The Foxes Will Never Fix The Hen House Of Democracy

Highlights of the article:

  • Today, there is no risk at the local level. Municipalities are step-children, beholden to the money and authority of the province and a revolt in any particular town has no repercussions on the others. It’s just a nuisance ripple at the provincial level.
  • Port Hope, ….. found themselves at the intersection of “affinity for engagement and a contempt for metrics” (lack thereof), and knee-deep in the “fertile breeding ground for leaders who wish to make up their own rules.” The principles of oligarchical rule were well embedded in Port Hope and the taxpayers had to take the fight to city hall, through the courts, where the municipality was found guilty of pilfering almost $5 million from a $10 million trust fund (appellate court decision April 18, 2017). So much for trust and democracy.
  • In Cobourg,…. The politicians and staff rolled out the tired old platitudes claiming: To initiate electoral change would be too complex and confusing; it would require public education; and, using the perennial political dodge, there was a lack of time, money and staff.
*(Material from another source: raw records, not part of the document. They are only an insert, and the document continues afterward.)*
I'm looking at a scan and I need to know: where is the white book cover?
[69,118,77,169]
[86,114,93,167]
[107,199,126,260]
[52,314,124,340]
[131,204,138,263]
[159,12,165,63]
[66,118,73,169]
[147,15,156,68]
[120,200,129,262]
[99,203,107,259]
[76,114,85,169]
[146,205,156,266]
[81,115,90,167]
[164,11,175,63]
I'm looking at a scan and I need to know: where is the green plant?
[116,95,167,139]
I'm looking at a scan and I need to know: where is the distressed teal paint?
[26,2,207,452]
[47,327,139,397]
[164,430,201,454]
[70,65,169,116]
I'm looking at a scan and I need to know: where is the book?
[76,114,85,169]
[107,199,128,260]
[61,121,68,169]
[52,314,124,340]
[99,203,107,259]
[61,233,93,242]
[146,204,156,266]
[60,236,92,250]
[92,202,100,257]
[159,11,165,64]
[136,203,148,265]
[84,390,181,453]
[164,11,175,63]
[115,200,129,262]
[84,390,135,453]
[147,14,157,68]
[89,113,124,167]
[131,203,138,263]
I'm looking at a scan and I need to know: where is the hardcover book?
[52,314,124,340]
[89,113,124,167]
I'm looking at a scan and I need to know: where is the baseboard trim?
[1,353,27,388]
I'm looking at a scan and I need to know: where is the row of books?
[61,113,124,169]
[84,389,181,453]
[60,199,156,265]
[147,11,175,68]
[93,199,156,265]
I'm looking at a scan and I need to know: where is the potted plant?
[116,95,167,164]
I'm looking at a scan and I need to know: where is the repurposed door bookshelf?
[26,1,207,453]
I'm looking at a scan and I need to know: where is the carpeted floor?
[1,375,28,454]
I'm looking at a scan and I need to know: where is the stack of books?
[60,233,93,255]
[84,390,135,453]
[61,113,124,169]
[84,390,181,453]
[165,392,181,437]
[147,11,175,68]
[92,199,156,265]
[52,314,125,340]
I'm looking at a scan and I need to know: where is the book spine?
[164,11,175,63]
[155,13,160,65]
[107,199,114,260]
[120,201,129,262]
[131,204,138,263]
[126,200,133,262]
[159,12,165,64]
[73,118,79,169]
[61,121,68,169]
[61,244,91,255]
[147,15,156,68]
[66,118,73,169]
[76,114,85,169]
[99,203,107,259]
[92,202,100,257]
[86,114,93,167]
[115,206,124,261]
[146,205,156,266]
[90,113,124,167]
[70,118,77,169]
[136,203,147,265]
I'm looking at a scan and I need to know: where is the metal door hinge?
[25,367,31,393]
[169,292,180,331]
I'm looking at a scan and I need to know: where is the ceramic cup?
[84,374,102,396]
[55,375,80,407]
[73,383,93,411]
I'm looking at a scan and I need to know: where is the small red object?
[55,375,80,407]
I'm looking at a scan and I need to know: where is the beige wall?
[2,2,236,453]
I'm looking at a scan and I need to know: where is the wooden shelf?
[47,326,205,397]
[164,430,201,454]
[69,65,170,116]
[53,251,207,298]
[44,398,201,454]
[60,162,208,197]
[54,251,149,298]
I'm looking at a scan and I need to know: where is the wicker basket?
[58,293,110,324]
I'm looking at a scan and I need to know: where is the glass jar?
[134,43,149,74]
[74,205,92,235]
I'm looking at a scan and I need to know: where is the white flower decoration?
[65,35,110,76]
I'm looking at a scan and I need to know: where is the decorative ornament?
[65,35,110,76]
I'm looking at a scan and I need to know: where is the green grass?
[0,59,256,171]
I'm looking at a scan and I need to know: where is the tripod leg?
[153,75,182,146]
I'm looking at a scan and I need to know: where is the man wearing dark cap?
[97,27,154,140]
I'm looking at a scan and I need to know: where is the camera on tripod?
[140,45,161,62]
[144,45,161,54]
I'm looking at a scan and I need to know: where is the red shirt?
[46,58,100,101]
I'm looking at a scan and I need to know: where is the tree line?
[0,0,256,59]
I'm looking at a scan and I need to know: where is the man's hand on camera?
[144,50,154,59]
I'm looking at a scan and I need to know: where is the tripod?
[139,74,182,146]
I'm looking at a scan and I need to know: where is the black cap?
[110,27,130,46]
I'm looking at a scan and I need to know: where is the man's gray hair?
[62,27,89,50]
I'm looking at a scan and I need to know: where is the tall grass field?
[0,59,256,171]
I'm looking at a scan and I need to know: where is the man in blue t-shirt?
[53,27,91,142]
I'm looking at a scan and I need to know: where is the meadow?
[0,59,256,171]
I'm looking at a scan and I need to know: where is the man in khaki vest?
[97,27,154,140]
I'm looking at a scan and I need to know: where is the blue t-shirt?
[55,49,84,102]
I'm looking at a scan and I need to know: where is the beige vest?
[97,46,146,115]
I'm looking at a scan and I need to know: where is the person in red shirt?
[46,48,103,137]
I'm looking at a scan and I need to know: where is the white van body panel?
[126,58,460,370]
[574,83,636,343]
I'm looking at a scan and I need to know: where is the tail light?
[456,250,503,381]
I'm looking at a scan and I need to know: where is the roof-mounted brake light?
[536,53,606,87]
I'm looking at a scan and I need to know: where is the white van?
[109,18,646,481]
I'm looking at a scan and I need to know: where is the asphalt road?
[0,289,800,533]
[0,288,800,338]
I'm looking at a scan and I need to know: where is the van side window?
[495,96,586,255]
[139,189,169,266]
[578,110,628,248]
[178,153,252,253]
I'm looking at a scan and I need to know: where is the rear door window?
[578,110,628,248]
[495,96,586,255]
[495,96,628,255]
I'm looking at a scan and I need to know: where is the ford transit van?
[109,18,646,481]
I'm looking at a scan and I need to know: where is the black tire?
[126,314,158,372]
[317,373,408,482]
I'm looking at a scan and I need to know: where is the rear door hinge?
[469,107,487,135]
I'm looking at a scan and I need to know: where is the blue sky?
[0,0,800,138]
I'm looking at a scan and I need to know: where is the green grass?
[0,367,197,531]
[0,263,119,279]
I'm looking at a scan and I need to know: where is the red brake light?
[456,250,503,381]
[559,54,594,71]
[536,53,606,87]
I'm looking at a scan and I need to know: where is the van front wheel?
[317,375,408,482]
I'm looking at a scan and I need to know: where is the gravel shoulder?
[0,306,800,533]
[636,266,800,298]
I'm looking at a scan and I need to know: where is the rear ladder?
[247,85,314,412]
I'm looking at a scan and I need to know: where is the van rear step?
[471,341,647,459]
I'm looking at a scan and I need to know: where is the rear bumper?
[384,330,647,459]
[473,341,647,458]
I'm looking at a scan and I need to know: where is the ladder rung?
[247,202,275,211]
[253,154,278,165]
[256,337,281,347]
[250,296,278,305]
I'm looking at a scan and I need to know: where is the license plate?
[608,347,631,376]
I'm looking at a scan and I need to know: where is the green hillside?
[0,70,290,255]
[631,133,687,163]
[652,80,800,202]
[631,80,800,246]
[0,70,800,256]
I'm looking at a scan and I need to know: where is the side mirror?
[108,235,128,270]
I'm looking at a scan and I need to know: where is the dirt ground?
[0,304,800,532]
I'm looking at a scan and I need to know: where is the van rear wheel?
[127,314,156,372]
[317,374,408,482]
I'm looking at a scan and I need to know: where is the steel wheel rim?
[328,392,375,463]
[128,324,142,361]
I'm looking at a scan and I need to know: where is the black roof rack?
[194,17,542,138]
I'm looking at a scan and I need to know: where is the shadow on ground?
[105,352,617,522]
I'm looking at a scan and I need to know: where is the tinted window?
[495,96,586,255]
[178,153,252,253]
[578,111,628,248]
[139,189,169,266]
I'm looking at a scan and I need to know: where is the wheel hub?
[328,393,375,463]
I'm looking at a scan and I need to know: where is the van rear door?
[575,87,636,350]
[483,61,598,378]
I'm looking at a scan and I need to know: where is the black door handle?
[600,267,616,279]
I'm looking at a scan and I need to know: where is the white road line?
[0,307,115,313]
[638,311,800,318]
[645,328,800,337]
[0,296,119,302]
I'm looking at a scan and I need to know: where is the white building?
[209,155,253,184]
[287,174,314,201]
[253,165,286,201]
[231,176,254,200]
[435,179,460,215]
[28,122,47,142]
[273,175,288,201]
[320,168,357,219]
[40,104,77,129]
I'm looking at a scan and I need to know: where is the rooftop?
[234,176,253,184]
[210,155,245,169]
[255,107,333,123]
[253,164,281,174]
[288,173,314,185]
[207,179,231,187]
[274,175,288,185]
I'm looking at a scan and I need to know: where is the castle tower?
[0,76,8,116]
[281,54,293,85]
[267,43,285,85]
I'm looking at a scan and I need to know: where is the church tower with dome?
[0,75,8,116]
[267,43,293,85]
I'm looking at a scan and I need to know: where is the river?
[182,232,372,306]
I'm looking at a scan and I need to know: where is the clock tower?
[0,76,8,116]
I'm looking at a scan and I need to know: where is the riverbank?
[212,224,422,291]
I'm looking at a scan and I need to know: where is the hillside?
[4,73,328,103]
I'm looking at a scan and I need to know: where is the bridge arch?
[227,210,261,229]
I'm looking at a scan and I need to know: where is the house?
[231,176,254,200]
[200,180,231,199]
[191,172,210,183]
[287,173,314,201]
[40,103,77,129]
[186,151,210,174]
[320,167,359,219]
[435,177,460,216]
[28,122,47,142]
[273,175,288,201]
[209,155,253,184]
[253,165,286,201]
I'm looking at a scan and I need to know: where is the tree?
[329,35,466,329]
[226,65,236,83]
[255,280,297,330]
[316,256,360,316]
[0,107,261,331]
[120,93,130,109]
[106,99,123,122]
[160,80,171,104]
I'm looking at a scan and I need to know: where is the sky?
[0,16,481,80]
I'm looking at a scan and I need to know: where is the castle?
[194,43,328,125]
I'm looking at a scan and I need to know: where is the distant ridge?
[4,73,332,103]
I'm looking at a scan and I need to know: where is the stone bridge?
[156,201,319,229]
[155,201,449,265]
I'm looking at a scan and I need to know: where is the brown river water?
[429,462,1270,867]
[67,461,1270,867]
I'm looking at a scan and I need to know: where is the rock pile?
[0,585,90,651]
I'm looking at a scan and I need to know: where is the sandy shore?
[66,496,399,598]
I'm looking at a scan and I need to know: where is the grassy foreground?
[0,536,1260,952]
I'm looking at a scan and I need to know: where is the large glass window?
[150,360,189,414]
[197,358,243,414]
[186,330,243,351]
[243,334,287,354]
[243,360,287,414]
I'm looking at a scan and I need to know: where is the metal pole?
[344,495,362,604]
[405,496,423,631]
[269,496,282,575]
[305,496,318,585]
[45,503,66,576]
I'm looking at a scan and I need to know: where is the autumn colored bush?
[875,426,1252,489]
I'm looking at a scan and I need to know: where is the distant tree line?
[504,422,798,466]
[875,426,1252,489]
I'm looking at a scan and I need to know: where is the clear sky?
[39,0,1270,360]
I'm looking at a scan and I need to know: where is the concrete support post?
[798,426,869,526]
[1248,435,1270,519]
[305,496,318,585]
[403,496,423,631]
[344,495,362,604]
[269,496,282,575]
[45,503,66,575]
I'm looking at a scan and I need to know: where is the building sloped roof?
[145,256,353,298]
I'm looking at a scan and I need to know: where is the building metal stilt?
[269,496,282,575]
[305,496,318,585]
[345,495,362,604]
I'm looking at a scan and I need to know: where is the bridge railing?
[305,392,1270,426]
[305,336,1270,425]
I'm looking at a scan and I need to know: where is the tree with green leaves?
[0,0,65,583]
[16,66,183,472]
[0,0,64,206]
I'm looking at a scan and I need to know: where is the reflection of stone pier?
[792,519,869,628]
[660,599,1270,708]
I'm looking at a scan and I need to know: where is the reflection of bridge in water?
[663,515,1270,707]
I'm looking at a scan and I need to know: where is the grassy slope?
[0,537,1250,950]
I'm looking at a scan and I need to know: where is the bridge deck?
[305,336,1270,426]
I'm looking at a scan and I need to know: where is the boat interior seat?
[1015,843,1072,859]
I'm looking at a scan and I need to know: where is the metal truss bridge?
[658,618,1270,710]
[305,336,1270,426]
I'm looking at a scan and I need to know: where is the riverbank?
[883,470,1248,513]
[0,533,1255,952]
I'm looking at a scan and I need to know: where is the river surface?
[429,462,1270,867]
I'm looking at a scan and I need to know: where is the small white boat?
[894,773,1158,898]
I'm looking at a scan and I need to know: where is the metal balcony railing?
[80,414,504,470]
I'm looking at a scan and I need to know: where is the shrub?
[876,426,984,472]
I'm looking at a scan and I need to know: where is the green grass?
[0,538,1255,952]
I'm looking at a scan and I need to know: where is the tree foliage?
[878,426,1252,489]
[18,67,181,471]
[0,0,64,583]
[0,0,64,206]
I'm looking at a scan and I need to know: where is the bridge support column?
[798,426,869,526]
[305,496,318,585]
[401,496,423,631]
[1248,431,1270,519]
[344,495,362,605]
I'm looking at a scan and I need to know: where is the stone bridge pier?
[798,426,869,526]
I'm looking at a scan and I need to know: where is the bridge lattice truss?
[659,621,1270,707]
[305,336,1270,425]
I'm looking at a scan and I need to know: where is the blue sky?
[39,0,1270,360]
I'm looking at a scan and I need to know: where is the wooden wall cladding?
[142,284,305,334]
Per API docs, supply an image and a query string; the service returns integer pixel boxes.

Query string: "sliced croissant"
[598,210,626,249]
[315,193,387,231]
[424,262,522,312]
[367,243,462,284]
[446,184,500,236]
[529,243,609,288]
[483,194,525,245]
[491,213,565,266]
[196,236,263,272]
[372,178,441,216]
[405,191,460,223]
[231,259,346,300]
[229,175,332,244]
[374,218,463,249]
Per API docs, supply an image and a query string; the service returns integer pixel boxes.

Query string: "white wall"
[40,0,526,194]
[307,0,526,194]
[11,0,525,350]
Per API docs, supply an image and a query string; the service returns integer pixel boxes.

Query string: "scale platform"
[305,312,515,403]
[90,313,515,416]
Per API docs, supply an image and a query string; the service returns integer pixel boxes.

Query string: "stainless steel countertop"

Might we add, a lack of will, guts and…. Staff tabled a twenty-five page memorandum of rationalization (more complexity), which, off the top, under the heading of Strategic Plan, it noted, “Not Applicable.” Since when is improving the voting system not a strategic imperative? And then the staff proceeded to do everything they could to squash any consideration of a new way of doing things…
  • Cobourg Council opted for the status quo and continue counting on public apathy, which is critical at the local level under oligarchical rule – no big uprisings from the grassroots, no “Arab Spring” here.